Sarebbe un problema comunque. Lo è a maggior ragione perché il mese di gennaio, atteso da Conte e dal Pd con aspettative vagamente messianiche, promette invece di essere tra i più difficili: la prova dalla quale si capirà se la maggioranza giallorosa ha chances di sopravvivenza. Le elezioni in Emilia- Romagna e in Calabria il 26 gennaio e il voto della giunta del Senato sull'autorizzazione a procedere contro Salvini del 20 sono solo i due passaggi finali di un'agenda da brivido. Prima di tutto ci sono infatti i dossier ancora aperti, e sono parecchi.

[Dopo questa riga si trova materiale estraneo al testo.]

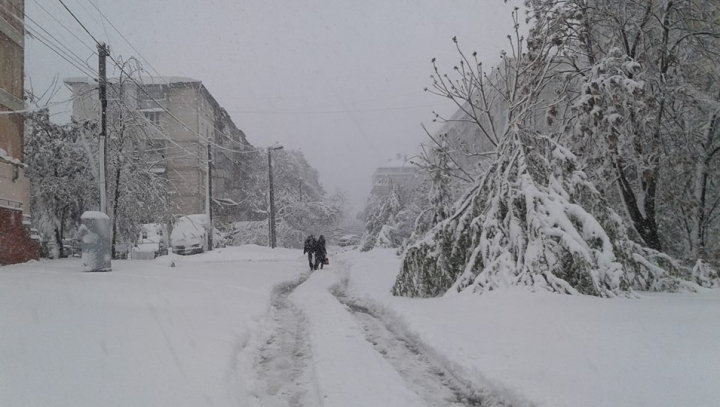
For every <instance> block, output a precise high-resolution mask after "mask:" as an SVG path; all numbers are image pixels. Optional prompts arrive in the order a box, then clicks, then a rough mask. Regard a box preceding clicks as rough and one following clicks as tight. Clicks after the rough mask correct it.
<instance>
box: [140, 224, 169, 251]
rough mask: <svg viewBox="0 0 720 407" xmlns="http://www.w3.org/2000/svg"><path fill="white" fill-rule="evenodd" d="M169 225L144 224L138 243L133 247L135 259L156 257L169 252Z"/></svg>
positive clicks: (157, 224)
mask: <svg viewBox="0 0 720 407" xmlns="http://www.w3.org/2000/svg"><path fill="white" fill-rule="evenodd" d="M167 237H168V233H167V227H165V225H163V224H162V223H146V224H144V225H142V227H141V232H140V236H139V239H138V243H137V245H136V246H135V247H133V249H132V258H133V259H154V258H156V257H157V256H164V255H166V254H168V241H167Z"/></svg>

I due temi più incandescenti sono la prescrizione e le concessioni autostradali. Sul primo tema l'accordo tra Pd e M5S, a pochi giorni dall'entrata in vigore automatica della riforma Bonafede, ancora non c'è. Il 27 dicembre il Pd dovrebbe mettere sul tavolo la sua proposta, un ritorno alla riforma Orlando però irrigidita dal prolungamento del blocco della prescrizione sia in appello che in Cassazione. Bonafede e Di Maio insistono per confermare in toto il testo attuale.

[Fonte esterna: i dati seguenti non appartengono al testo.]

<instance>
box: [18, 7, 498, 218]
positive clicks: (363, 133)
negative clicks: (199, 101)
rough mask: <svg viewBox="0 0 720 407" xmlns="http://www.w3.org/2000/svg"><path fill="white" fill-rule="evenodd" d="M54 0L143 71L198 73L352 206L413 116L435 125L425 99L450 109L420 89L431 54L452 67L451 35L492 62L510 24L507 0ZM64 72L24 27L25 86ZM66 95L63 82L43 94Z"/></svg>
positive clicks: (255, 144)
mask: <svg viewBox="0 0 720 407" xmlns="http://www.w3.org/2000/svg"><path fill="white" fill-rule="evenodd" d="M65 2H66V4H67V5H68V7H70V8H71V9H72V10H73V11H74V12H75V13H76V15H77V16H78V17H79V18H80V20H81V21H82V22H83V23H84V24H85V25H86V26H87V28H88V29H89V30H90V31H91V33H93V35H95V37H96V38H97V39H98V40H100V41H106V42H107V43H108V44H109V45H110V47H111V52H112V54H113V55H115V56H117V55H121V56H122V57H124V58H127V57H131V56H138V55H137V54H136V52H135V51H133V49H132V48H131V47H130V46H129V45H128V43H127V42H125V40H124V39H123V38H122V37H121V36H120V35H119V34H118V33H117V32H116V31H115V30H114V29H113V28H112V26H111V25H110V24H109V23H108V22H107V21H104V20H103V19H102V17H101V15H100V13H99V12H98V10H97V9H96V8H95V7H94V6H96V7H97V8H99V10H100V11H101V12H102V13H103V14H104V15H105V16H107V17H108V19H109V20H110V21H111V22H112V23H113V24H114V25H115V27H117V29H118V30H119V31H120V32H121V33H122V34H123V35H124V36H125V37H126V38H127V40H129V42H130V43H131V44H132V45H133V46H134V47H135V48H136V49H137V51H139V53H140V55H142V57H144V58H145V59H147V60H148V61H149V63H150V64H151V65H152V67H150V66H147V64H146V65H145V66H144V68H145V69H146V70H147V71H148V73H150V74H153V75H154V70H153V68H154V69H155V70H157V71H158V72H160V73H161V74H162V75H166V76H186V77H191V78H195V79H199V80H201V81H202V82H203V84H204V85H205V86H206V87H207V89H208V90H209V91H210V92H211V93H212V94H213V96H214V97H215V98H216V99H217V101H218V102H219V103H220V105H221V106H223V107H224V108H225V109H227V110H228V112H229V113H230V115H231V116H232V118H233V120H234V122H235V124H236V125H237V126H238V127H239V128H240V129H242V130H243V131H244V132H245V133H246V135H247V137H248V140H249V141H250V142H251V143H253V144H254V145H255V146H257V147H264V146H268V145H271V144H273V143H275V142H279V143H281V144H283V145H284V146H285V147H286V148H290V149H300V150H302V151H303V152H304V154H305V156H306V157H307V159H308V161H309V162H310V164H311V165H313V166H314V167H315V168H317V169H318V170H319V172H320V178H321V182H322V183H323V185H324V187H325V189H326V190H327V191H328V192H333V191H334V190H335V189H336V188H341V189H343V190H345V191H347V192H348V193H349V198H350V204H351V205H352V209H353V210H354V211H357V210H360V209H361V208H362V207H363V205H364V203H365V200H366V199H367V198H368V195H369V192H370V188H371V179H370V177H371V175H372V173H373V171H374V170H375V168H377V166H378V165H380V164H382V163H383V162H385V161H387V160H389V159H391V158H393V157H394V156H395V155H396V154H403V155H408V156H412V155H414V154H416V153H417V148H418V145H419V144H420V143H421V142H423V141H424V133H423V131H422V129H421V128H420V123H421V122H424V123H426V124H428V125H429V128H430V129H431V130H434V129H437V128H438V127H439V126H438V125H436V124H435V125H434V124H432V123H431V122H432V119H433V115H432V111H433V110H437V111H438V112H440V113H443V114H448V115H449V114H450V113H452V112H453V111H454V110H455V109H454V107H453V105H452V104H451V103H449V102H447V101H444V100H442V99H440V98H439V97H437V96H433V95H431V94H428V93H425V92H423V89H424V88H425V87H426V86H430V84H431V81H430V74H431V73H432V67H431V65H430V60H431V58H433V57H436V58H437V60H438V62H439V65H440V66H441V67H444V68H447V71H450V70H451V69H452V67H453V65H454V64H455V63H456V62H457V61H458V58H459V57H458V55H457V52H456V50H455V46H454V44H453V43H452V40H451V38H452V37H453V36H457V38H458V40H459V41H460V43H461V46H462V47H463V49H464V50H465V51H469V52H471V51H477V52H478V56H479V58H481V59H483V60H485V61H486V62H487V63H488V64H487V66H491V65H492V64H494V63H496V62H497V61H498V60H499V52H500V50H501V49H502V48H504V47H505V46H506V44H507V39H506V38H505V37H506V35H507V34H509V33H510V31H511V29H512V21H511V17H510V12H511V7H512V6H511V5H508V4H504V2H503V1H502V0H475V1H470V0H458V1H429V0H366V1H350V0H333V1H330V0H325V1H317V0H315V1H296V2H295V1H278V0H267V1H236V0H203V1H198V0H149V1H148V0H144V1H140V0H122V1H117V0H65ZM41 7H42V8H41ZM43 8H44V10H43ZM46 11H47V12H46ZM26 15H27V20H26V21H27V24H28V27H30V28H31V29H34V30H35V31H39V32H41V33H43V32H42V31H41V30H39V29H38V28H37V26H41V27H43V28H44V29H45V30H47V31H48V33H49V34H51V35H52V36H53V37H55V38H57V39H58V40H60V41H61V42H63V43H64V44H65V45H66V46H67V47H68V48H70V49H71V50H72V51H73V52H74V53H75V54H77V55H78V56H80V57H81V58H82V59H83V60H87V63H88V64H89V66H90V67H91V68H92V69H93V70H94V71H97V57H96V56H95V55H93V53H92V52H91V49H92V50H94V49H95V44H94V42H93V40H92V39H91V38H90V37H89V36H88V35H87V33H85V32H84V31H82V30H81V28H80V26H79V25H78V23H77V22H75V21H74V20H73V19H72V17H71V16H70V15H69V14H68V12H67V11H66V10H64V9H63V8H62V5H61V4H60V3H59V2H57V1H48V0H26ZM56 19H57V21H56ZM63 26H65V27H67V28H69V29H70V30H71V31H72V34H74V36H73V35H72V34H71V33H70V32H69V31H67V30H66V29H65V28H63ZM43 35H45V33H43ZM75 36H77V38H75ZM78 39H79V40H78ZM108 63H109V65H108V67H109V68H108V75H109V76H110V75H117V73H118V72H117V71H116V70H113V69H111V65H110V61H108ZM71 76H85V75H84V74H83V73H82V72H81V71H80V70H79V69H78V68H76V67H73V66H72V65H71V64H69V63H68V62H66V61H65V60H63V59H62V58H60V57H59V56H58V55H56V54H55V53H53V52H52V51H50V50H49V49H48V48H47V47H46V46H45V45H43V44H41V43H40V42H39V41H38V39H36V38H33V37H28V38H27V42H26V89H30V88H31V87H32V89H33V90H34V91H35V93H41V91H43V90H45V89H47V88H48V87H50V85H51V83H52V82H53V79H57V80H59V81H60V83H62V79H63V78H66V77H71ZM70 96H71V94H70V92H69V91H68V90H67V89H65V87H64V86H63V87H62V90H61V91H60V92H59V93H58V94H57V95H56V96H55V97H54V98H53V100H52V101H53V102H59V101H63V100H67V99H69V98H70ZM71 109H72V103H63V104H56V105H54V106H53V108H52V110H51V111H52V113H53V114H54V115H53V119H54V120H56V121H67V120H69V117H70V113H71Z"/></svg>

La Iv di Renzi ha già votato contro la maggioranza alla Camera ed è decisa a insistere, come anche sulle autostrade. Iv ha messo agli atti il suo dissenso sull'art. 33 del Milleproproghe, quello che modifica radicalmente il quadro in caso di revoca delle concessioni. E' un passo che di solito prelude al voto contrario in aula, e al Senato i renziani sono determinanti. Come se non bastasse, su altre due questioni centrali, Ilva e autonomie, la maggioranza è lacerata.

Poi, a metà mese, si aprirà il capitolo referendum. Salvo ripensamenti di qualcuno dei 64 senatori che hanno firmato la richiesta, il 12 gennaio verrà indetto il referendum sulla riforma costituzionale. Ci saranno dunque sei mesi di tempo per abbattere la legislatura e aprire le urne prima del taglio dei parlamentari. La tentazione è forte per tutti.

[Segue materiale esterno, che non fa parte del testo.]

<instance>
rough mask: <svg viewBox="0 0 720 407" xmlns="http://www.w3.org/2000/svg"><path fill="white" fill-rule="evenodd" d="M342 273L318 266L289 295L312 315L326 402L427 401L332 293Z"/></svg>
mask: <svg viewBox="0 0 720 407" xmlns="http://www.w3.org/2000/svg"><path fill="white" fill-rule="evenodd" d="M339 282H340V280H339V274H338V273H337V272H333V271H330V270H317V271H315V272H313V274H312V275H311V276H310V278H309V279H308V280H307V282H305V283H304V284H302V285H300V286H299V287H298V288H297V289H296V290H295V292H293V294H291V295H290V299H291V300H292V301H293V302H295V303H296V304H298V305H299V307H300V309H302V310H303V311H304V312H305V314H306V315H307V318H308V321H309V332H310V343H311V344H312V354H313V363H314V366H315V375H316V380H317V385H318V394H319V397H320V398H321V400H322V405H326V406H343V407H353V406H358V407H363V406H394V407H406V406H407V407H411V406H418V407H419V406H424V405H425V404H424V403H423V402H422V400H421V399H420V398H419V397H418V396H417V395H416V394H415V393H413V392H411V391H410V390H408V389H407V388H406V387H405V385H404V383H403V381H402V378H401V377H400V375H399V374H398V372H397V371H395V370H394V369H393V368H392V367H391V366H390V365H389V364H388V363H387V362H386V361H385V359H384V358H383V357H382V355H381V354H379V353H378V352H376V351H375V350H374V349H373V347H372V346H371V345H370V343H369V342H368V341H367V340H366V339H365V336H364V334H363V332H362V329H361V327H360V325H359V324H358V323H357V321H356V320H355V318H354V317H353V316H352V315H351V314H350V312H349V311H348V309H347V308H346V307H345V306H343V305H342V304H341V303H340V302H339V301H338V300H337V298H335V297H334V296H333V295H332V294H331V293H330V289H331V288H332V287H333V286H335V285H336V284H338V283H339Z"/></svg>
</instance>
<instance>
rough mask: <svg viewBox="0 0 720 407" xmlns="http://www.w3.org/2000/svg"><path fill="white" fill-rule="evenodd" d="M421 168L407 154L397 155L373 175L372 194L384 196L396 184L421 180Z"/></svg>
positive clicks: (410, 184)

Ma il referendum costituzionale potrebbe incidere anche sulla sentenza della Consulta sul referendum elettorale chiesto dalle regioni a guida leghista, con l'obiettivo di cancellare dall'attuale legge elettorale la quota proporzionale per passare a un maggioritario puro. La contemporaneità con il referendum costituzionale, attenuerebbe molto, e secondo alcuni cancellerebbe, il principale ostacolo all'ammissibilità del quesito leghista, il rischio cioè di trovarsi in una situazione di vacatio legis, non essendo il test della Lega autoapplicativo.

Il Paese si troverebbe quindi senza una legge elettorale pronta in caso di scioglimento della legislatura improvviso. L'obbligo di riorganizzare tutto derivato dalla riforma costituzionale, e la contemporaneità tra le due esigenze derivante dal referendum costituzionale, limiterebbero il danno: le regole e i collegi o le circoscrizioni andrebbero infatti ridisegnate comunque. Per questo, secondo alcune voci, la Corte costituzionale sarebbe orientata, a sorpresa, ad approvare il quesito di Salvini e Calderoli quando, intorno al 15 gennaio, sarà chiamata a decidere.

Sarebbe una bomba tra le più deflagranti. La discussione in corso sulla nuova legge elettorale riguarda infatti solo diversi modelli di proporzionale, temperati da soglie di sbarramento alto o da quote maggioritarie. Comunque modelli non in grado di bloccare il referendum, non andando nella direzione maggioritaria indicata dal quesito. La maggioranza farà il possibile per depositare entro il 15 gennaio il suo progetto di legge, con l'intesa di continuare a trattare per cambiarlo in Parlamento, nella speranza che il passo abbia funzione deterrente sulla sentenza della Consulta.

Non è detto che ce la maggioranza faccia in tempo e neppure che ciò basti a garantire l'inammissibilità del referendum leghista. Se quest'ultimo fosse ammesso per il Pd si aprirebbero prospettive da incubo. Con il numero dei parlamentari diminuito di un terzo e un maggioritario secco, il rischio di portare in Parlamento una pattuglia molto esigua sarebbe concreto e l'idea sciogliere la legislatura prima della celebrazione dei due referendum diventerebbe molto più che allettante.